Google has released its Secure AI Framework (SAIF), a conceptual framework aimed at establishing robust security standards for AI development and deployment. This follows the European Commission’s draft Artificial Intelligence Act and Microsoft’s efforts in AI security. SAIF aims to address security risks, integrate various security efforts with Google’s AI platforms, encourage research, and emphasis the delivery of secure AI offerings.
Google’s SAIF aims to strengthen security measures and establish trust in AI models, by addressing security risks, integrating various security efforts with Google’s AI platforms, encouraging research, and emphasizing the delivery of secure AI offerings.
The framework is inspired by the European Union’s proposed AI regulation, which calls for high-risk AI applications to undergo impact assessments and be subjected to regular audits to ensure they comply with safety standards. The new Google framework aims to enable companies to securely develop and deploy AI systems, while also advancing the state of AI security. It is expected that SAIF will play a critical role in developing robust AI security infrastructure, and drive innovation in AI security.
However, some experts suggest that the new framework ultimately serves Google’s business interests by enhancing its reputation, differentiating its products, and ensuring customer retention. This raises concerns that the framework prioritizes commercial interests over security, and questions if it aligns with the greater good.
Meanwhile, companies affected by the MOVEit vulnerability continue to grapple with the impact of active exploitation by the Cl0p ransomware group. This includes big names like the BBC, British Airways, and Boots, who have been issued ultimatums by the hackers to release stolen data by June 14, 2023, unless the ransom is paid. The MOVEit Transfer vulnerability has affected not only MOVEit Transfer clients but also companies that use the services of Zellis, a payroll service provider.
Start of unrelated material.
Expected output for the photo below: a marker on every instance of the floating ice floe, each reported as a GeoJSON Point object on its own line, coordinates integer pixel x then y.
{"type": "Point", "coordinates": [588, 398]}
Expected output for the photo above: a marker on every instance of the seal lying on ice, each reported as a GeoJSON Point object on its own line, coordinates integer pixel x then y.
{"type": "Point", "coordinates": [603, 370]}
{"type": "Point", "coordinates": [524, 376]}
Elsewhere, Anonymous Sudan has launched a fresh wave of DDoS attacks on American organizations, including Microsoft. The hacktivist group seemingly misunderstood a statement made by the US Secretary of State, leading to these attacks. It is unfortunate to see how misunderstandings can escalate into such large-scale malicious activities.
In addition, over 45,000 users fell victim to malicious PyPI packages, according to Cyble Research and Intelligence Labs (CRIL). PyPI administrators temporarily suspended new user and project registrations due to an overwhelming surge in malicious users and projects. It is concerning to see how these malicious actors exploit platforms and put innocent users at risk.
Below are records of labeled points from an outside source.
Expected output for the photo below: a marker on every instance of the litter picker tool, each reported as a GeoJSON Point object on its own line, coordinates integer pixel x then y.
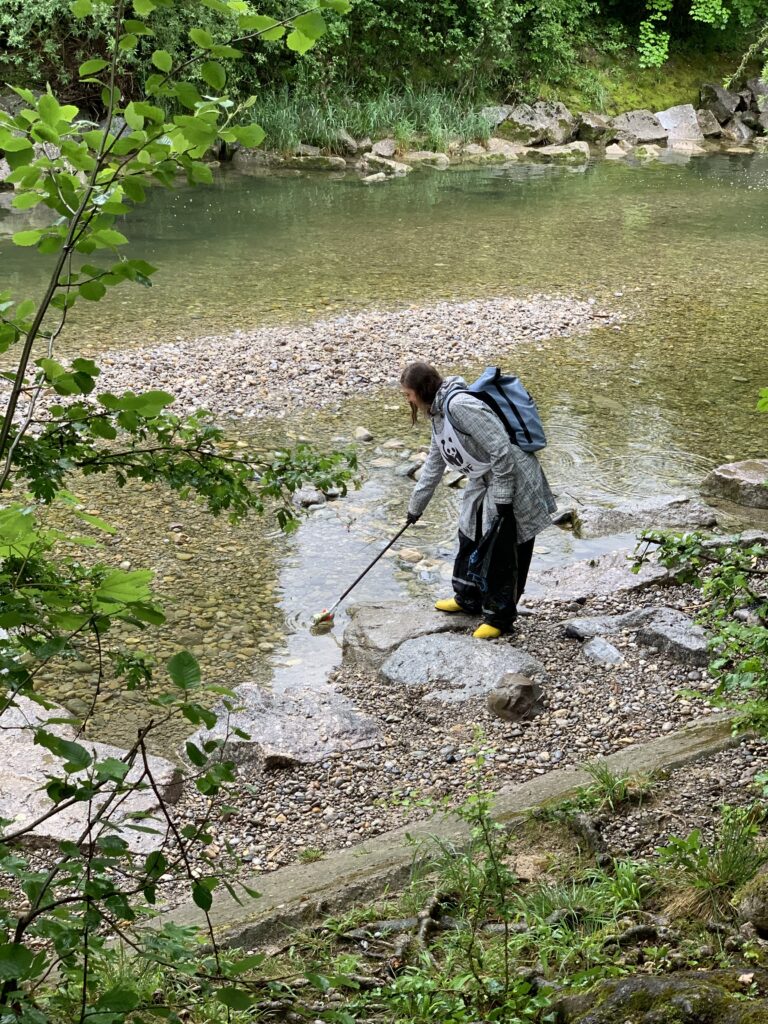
{"type": "Point", "coordinates": [326, 617]}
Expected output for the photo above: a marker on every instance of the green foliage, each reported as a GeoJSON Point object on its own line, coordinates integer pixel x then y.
{"type": "Point", "coordinates": [56, 606]}
{"type": "Point", "coordinates": [701, 880]}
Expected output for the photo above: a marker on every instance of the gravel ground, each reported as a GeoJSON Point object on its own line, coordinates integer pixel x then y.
{"type": "Point", "coordinates": [429, 751]}
{"type": "Point", "coordinates": [273, 371]}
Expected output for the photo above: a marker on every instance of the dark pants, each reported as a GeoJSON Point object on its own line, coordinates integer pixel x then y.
{"type": "Point", "coordinates": [505, 581]}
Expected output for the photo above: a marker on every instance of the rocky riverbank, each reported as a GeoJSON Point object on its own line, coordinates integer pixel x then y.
{"type": "Point", "coordinates": [273, 371]}
{"type": "Point", "coordinates": [427, 749]}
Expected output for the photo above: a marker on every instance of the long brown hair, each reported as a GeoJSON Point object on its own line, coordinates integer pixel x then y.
{"type": "Point", "coordinates": [424, 380]}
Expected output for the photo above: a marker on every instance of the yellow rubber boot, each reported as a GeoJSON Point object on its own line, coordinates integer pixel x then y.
{"type": "Point", "coordinates": [486, 632]}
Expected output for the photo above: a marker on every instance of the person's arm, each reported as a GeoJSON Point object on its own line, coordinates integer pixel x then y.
{"type": "Point", "coordinates": [484, 428]}
{"type": "Point", "coordinates": [431, 475]}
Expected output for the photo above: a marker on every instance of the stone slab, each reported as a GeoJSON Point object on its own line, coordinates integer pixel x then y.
{"type": "Point", "coordinates": [27, 765]}
{"type": "Point", "coordinates": [601, 577]}
{"type": "Point", "coordinates": [742, 482]}
{"type": "Point", "coordinates": [452, 668]}
{"type": "Point", "coordinates": [297, 727]}
{"type": "Point", "coordinates": [659, 512]}
{"type": "Point", "coordinates": [377, 629]}
{"type": "Point", "coordinates": [300, 894]}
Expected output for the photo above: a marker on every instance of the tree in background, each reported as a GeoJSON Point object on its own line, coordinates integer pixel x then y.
{"type": "Point", "coordinates": [59, 922]}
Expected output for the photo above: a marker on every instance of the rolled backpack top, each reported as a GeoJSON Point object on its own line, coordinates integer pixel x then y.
{"type": "Point", "coordinates": [506, 395]}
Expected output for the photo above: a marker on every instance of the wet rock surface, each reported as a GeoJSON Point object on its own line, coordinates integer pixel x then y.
{"type": "Point", "coordinates": [26, 770]}
{"type": "Point", "coordinates": [601, 577]}
{"type": "Point", "coordinates": [742, 482]}
{"type": "Point", "coordinates": [298, 727]}
{"type": "Point", "coordinates": [456, 668]}
{"type": "Point", "coordinates": [685, 997]}
{"type": "Point", "coordinates": [662, 512]}
{"type": "Point", "coordinates": [377, 629]}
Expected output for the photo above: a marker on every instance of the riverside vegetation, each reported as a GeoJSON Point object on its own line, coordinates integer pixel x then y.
{"type": "Point", "coordinates": [485, 943]}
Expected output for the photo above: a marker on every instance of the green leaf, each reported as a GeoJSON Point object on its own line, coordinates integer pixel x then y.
{"type": "Point", "coordinates": [298, 42]}
{"type": "Point", "coordinates": [49, 110]}
{"type": "Point", "coordinates": [267, 28]}
{"type": "Point", "coordinates": [27, 239]}
{"type": "Point", "coordinates": [311, 25]}
{"type": "Point", "coordinates": [15, 962]}
{"type": "Point", "coordinates": [92, 291]}
{"type": "Point", "coordinates": [108, 238]}
{"type": "Point", "coordinates": [162, 59]}
{"type": "Point", "coordinates": [119, 999]}
{"type": "Point", "coordinates": [183, 670]}
{"type": "Point", "coordinates": [195, 754]}
{"type": "Point", "coordinates": [202, 38]}
{"type": "Point", "coordinates": [25, 201]}
{"type": "Point", "coordinates": [236, 998]}
{"type": "Point", "coordinates": [75, 756]}
{"type": "Point", "coordinates": [250, 135]}
{"type": "Point", "coordinates": [112, 770]}
{"type": "Point", "coordinates": [133, 119]}
{"type": "Point", "coordinates": [92, 68]}
{"type": "Point", "coordinates": [213, 74]}
{"type": "Point", "coordinates": [123, 588]}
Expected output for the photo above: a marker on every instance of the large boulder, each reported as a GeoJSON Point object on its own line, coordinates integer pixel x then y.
{"type": "Point", "coordinates": [683, 997]}
{"type": "Point", "coordinates": [719, 100]}
{"type": "Point", "coordinates": [426, 158]}
{"type": "Point", "coordinates": [662, 512]}
{"type": "Point", "coordinates": [711, 127]}
{"type": "Point", "coordinates": [296, 727]}
{"type": "Point", "coordinates": [594, 128]}
{"type": "Point", "coordinates": [316, 163]}
{"type": "Point", "coordinates": [681, 123]}
{"type": "Point", "coordinates": [638, 126]}
{"type": "Point", "coordinates": [27, 767]}
{"type": "Point", "coordinates": [676, 636]}
{"type": "Point", "coordinates": [742, 482]}
{"type": "Point", "coordinates": [377, 629]}
{"type": "Point", "coordinates": [454, 668]}
{"type": "Point", "coordinates": [736, 131]}
{"type": "Point", "coordinates": [603, 577]}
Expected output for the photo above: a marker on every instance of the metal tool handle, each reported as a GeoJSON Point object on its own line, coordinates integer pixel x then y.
{"type": "Point", "coordinates": [365, 572]}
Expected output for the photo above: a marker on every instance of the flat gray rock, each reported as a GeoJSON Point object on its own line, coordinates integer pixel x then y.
{"type": "Point", "coordinates": [662, 512]}
{"type": "Point", "coordinates": [601, 577]}
{"type": "Point", "coordinates": [26, 766]}
{"type": "Point", "coordinates": [377, 629]}
{"type": "Point", "coordinates": [599, 651]}
{"type": "Point", "coordinates": [584, 628]}
{"type": "Point", "coordinates": [742, 482]}
{"type": "Point", "coordinates": [456, 668]}
{"type": "Point", "coordinates": [676, 636]}
{"type": "Point", "coordinates": [681, 123]}
{"type": "Point", "coordinates": [299, 727]}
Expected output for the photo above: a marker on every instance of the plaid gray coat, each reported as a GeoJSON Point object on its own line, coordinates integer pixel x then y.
{"type": "Point", "coordinates": [515, 476]}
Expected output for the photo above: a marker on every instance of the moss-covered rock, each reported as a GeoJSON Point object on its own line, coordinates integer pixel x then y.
{"type": "Point", "coordinates": [688, 997]}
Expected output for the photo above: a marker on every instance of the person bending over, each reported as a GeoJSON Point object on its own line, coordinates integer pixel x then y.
{"type": "Point", "coordinates": [506, 487]}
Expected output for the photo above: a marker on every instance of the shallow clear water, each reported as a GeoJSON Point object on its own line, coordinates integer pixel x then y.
{"type": "Point", "coordinates": [680, 248]}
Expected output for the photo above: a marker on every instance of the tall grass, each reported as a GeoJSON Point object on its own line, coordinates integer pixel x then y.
{"type": "Point", "coordinates": [428, 118]}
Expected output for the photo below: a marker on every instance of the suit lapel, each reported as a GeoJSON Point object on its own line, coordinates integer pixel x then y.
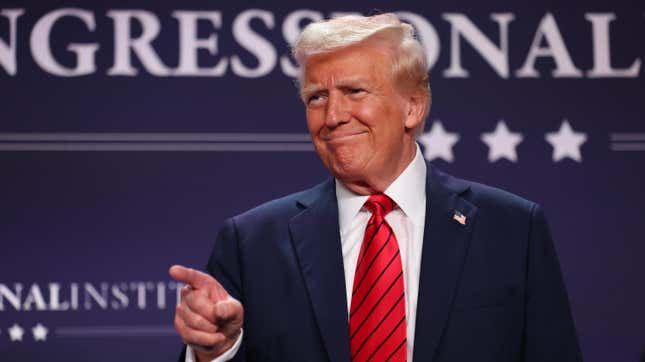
{"type": "Point", "coordinates": [316, 240]}
{"type": "Point", "coordinates": [445, 245]}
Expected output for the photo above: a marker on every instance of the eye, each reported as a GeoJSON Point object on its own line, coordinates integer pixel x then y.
{"type": "Point", "coordinates": [356, 91]}
{"type": "Point", "coordinates": [315, 99]}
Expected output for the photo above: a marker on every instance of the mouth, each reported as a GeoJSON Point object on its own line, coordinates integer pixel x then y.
{"type": "Point", "coordinates": [342, 137]}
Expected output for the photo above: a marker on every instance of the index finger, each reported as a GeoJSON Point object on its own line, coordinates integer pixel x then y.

Furthermore, new ransomware gangs have emerged, with the Darkrace ransomware gang in its early stages, targeting Windows operating systems and exhibiting similarities to the LockBit ransomware. CRIL researchers also discovered the newly discovered Ransomware-as-a-Service (RaaS) initiative NoEscape being promoted on a cybercrime forum. The NoEscape RaaS dashboard enables affiliates to customize ransomware executables, specifying various parameters such as ransomware name, key name, comment, price, and timer type.
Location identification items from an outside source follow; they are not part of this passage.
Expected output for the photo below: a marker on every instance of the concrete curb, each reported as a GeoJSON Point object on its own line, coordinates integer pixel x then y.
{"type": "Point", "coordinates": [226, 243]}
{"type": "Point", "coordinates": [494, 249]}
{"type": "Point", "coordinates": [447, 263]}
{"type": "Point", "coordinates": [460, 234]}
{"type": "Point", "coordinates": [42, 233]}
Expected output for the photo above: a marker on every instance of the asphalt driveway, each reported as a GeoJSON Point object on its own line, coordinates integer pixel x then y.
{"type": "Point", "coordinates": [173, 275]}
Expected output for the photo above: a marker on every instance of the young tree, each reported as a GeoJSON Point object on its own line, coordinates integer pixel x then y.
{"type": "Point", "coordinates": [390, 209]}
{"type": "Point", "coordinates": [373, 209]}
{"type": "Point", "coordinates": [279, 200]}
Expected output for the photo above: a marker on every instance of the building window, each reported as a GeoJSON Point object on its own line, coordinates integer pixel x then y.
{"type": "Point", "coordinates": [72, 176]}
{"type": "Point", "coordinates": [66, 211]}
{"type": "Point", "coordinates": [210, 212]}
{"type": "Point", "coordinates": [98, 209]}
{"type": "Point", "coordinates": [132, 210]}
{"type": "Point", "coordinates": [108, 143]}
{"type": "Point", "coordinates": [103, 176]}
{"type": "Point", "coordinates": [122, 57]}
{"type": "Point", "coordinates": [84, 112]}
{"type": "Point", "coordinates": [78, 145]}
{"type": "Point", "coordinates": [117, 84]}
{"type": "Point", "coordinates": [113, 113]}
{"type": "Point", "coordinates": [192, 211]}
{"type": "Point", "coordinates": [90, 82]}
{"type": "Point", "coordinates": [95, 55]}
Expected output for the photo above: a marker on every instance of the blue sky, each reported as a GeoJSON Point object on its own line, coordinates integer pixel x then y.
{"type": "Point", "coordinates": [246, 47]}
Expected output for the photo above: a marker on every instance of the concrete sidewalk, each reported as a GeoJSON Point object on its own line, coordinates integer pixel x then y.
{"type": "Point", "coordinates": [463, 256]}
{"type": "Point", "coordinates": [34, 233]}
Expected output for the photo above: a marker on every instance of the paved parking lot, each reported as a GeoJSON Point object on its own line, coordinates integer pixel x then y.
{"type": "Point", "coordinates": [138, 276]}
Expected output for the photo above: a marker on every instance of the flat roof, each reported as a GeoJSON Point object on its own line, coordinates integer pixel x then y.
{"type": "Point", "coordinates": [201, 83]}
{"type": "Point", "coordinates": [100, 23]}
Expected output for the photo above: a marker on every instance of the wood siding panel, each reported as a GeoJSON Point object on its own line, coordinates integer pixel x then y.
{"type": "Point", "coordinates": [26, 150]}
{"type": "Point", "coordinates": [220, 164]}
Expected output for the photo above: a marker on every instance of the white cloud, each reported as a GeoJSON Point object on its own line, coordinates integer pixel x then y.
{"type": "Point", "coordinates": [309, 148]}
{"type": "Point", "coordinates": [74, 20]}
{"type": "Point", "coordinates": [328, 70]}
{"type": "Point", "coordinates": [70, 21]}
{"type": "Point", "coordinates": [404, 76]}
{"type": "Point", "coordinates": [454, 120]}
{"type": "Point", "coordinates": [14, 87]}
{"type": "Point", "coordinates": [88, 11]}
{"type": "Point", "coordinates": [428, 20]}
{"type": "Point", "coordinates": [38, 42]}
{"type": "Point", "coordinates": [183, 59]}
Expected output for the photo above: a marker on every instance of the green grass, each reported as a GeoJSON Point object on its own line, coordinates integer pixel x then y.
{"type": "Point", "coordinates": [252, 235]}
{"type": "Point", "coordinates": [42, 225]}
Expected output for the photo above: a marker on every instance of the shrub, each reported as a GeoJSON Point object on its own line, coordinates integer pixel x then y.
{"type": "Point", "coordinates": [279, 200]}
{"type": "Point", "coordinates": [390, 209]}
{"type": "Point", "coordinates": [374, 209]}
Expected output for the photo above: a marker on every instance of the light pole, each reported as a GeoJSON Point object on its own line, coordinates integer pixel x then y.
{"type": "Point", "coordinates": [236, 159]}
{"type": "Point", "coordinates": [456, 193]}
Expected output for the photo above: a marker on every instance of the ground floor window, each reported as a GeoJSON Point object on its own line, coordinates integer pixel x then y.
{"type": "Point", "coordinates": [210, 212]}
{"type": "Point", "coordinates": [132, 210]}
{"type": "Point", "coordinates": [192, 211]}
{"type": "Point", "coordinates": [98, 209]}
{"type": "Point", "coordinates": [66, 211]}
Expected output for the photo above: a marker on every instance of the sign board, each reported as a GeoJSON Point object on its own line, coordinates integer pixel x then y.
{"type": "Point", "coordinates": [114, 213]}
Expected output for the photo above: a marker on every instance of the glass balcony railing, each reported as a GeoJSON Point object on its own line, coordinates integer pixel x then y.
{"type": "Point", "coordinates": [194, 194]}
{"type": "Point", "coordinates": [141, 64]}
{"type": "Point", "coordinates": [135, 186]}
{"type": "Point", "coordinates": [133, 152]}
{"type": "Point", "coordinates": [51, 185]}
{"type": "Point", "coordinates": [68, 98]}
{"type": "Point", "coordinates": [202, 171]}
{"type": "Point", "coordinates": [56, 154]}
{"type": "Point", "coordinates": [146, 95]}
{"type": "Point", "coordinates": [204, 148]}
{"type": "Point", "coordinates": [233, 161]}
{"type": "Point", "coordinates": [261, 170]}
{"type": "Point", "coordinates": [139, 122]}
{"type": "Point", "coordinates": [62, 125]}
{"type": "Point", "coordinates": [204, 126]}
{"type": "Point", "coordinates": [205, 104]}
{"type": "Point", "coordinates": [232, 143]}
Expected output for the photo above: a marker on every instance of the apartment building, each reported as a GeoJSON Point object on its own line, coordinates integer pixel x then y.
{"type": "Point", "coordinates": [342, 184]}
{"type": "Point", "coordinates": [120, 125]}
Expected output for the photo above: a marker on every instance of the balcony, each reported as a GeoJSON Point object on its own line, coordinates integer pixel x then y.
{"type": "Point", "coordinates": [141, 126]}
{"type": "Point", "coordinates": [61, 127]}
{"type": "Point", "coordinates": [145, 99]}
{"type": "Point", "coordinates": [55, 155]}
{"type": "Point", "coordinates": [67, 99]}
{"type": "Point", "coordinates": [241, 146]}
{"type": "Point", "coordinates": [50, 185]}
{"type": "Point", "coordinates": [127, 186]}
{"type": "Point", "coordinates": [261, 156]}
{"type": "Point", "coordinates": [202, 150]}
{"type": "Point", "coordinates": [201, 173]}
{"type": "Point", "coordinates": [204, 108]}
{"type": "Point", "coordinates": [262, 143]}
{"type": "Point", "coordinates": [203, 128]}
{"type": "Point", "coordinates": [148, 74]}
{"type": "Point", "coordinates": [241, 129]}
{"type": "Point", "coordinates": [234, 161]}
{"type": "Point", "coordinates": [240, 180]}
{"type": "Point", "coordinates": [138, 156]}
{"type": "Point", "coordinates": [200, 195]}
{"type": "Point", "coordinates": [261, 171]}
The notorious LockBit 2.0 ransomware group has also resurfaced, utilizing various methods to spread its malware and employing a double extortion technique to increase its chances of receiving ransom payments. According to CRIL researchers, the Lockbit ransomware has taken a surprising turn by distributing its payload through malicious documents, making it difficult to predict the motives behind this change.
Finally, there have been cases where messenger apps that we use supposedly under the false hope that the chats are private and safe, are no longer that. Android malware like “HelloTeacher,” disguises itself as popular messaging applications like Viber or Kik Messenger. This malware is capable of stealing sensitive data, including contact details, SMs data, and even capturing pictures and recording screens. It is alarming to see how these malware creators have continued to evolve their tactics.
These recent security incidents serve as reminders of the constant threats in the digital world. It is crucial to remain vigilant and take necessary precautions to protect our systems and data. SAIF’s introduction could help strengthen AI security measures, but it still remains to be seen if it serves commercial interests more than the greater good.